Для детей до шести лет — вход бесплатный.

В самом низу была приписка — дети до шести лет без взрослых не допускаются. А едва не рассмеялся. Вот бы сюда сейчас защитников детей из моего прошлого. Вот бы они возмутились. Я прямо-таки слышал истерические вопли: «Как можно детям без родителей в такое опасное место!»

Удивительно, но здесь это не казалось ни странным, ни преступным. Такое было сплошь да рядом. Первоклассники сами ездили в школу на автобусе. И это не пугало и не возмущало никого.

По обе стороны от кассы красовались огромные афиши. Сразу стало ясно, что мотоциклов в шаре будет не один, а целых три. И на одном из них выступит девушка, судя по плакату совсем молоденькая и очень симпатичная.

Рупор над входом надрывался веселой музыкой. На улице начинало темнеть. Зажглись фонари. С желающими было не густо. Свободных мест оставалось много. Билетов сколько душе угодно. Я так и не понял почему — то ли все отправились смотреть кино, то ли отложили поход на представление на завтра. Очереди не было вовсе.

Возле самой кассы Ирка вдруг сказала:

— А она красивая, эта Вика. Ты правда не жалеешь, что не пошел с ней, а остался со мной?

Этот вопрос стал для меня полной неожиданностью. От девятилетней девчонки я его не ожидал.

— Нет, — ответил я, — не жалею. И не пожалею никогда.

Ирка осталась довольна услышанным.

— Это хорошо, — сказала она.

Мы подошли к окошку и без проблем получили два билета. Ирке дали детский, мне — взрослый. Спорить с этим никто не стал. Я даже примерно не представлял, до какого возраста положен детский билет, а переспрашивать не захотел.

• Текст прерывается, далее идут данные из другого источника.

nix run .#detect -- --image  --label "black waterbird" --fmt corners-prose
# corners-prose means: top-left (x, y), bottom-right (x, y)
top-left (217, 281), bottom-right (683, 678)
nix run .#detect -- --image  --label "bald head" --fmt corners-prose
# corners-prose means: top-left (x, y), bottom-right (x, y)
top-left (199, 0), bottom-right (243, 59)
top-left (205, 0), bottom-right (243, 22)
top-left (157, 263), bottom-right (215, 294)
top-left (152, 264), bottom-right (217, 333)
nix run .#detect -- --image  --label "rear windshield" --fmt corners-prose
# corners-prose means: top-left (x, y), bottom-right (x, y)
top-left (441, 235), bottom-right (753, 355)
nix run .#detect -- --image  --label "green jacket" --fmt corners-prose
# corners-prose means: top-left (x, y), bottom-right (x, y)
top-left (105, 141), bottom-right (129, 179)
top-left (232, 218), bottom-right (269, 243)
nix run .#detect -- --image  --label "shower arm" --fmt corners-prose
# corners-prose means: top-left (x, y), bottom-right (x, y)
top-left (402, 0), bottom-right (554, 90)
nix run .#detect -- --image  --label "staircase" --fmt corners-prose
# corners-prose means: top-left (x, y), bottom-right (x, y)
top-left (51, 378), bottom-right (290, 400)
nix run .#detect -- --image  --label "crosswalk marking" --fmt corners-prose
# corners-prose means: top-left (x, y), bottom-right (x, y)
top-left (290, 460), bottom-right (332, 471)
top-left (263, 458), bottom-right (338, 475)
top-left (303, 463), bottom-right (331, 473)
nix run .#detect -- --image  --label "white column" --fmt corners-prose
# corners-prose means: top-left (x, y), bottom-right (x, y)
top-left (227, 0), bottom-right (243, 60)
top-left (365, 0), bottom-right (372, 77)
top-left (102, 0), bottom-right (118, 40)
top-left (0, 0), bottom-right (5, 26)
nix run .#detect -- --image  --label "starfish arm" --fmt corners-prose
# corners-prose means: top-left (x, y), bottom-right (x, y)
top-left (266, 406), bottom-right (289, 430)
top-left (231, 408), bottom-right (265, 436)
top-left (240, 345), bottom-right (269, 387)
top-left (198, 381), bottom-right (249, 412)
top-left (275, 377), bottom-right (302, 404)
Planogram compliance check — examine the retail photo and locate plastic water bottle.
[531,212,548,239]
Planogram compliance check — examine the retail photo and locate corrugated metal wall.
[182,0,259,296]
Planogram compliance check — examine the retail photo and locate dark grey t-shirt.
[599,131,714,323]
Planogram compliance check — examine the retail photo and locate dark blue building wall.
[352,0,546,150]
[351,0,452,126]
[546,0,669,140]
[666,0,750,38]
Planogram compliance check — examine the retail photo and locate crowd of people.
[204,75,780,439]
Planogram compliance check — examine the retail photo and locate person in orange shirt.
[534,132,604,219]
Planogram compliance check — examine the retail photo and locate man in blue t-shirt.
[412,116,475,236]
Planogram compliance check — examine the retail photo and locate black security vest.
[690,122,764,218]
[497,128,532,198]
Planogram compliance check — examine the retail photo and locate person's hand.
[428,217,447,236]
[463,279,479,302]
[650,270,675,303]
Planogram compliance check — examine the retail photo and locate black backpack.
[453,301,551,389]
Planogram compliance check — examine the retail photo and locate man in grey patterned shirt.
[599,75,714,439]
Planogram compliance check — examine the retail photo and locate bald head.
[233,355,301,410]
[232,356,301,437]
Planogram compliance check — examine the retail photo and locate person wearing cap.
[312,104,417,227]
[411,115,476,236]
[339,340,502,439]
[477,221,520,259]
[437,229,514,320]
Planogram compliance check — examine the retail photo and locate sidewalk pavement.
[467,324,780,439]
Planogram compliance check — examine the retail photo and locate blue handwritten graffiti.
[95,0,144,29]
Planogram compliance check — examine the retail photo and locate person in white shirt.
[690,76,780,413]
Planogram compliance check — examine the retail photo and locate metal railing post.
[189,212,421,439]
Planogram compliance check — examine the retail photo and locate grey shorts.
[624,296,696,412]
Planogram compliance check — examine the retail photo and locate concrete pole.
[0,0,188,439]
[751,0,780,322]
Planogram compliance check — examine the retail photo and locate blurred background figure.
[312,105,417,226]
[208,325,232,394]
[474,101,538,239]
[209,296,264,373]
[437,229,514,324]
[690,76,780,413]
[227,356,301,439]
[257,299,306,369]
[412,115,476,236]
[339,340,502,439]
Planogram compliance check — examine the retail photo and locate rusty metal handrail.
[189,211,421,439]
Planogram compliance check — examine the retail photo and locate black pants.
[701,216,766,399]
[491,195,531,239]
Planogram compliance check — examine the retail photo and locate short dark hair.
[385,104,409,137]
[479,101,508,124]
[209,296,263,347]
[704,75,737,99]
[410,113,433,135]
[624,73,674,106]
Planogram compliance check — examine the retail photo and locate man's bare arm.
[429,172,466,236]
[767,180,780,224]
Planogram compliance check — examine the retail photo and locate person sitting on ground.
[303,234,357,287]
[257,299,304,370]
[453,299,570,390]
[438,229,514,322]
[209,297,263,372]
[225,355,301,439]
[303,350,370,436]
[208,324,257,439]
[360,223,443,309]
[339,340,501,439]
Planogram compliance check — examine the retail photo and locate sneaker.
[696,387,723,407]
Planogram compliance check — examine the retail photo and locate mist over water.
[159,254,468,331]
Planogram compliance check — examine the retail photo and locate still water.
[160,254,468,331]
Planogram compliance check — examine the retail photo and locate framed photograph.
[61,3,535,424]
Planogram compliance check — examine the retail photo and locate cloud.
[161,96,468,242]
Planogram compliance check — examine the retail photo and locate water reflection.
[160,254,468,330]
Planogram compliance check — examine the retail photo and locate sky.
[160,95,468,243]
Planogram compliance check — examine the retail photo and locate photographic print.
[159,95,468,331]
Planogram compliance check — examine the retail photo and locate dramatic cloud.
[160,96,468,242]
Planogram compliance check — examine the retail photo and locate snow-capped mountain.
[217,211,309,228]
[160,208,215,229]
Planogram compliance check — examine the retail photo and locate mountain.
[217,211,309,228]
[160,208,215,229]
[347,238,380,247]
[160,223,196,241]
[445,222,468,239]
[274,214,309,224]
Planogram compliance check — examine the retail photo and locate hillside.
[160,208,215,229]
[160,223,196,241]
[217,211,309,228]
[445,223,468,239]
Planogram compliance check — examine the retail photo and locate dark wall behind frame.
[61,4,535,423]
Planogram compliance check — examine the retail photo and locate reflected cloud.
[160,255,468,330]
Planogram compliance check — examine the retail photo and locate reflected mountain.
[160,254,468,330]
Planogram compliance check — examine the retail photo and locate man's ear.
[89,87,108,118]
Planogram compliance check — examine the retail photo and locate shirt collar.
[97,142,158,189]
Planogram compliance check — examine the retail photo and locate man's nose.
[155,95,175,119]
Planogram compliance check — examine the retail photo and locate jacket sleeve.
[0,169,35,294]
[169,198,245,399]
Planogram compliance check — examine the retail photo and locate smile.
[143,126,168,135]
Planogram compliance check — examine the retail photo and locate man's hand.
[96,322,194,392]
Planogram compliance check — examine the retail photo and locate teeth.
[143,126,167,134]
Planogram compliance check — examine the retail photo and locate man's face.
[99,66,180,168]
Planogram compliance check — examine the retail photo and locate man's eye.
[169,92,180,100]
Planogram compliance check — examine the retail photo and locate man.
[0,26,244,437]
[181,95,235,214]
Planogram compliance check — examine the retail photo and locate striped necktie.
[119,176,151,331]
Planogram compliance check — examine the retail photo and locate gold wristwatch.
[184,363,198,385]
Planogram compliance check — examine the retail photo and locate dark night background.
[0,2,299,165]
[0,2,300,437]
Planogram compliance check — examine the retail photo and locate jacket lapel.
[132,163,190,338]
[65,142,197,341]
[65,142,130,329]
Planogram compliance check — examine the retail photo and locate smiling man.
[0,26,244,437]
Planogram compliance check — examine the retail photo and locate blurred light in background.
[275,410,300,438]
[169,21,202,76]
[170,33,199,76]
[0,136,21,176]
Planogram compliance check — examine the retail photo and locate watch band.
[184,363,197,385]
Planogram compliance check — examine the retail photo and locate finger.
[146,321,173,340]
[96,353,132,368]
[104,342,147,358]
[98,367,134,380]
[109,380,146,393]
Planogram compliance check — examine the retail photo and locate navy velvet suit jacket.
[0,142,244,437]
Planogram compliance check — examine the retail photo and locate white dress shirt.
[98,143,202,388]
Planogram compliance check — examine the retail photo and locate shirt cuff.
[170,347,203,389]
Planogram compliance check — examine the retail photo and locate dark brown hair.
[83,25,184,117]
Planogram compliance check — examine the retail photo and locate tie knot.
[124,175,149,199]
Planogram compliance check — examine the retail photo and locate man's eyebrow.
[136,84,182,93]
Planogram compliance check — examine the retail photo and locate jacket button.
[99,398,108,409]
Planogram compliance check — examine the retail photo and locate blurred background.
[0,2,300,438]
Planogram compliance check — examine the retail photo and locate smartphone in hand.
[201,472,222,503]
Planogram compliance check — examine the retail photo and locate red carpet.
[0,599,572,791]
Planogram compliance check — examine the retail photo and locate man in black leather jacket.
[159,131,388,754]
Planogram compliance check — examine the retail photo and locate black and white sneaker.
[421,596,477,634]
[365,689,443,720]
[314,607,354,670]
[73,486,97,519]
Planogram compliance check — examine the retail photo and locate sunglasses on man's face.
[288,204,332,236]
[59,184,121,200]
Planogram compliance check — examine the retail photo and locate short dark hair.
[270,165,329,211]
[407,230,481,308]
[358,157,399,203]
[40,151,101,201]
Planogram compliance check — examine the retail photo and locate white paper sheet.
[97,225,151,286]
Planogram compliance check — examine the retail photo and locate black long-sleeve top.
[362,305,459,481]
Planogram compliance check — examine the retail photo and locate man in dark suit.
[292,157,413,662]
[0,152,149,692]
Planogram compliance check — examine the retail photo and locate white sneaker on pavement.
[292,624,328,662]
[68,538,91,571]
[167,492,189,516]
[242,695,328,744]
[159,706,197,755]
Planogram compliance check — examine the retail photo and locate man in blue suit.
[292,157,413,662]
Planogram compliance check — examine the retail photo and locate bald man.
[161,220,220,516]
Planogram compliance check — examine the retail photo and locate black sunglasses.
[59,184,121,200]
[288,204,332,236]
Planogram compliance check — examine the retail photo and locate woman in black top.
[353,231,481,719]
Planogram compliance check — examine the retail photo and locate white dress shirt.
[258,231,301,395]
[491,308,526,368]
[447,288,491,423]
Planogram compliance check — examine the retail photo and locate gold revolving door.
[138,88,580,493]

Было без пятнадцати восемь. Возле входа потихоньку собирался народ. Мы остановились там же, я снова сгреб Иркину ладошку. Отчего-то стало страшно. Мне все время казалось, что я упущу ее, отвернусь, отвлекусь, потеряю и больше никогда не увижу. Это было похоже на паранойю, чем жутко меня злило.

Ирке же было любопытно. Она все время рвалась куда-то сбегать, что-то посмотреть. Одна, сама, как взрослая. В какой-то момент я не выдержал и попросил:

— Ир, давай договоримся, не убегай от меня. Если что-то захочешь увидеть, лучше скажи мне, я схожу с тобой.

Она возмутилась:

— Вот еще, я не маленькая! Я и сама могу!

И вырвала свою ладонь. Я взял ее за плечи, крепко, наверняка, повернул к себе, постарался говорить, как можно убедительнее:

— Ира, не злись. Постарайся понять, я отвечаю за тебя перед родителями. Ты удерешь, а у меня потом будут неприятности. Меня будут ругать. Неужели, ты этого хочешь? Неужели так должны поступать настоящие сестры?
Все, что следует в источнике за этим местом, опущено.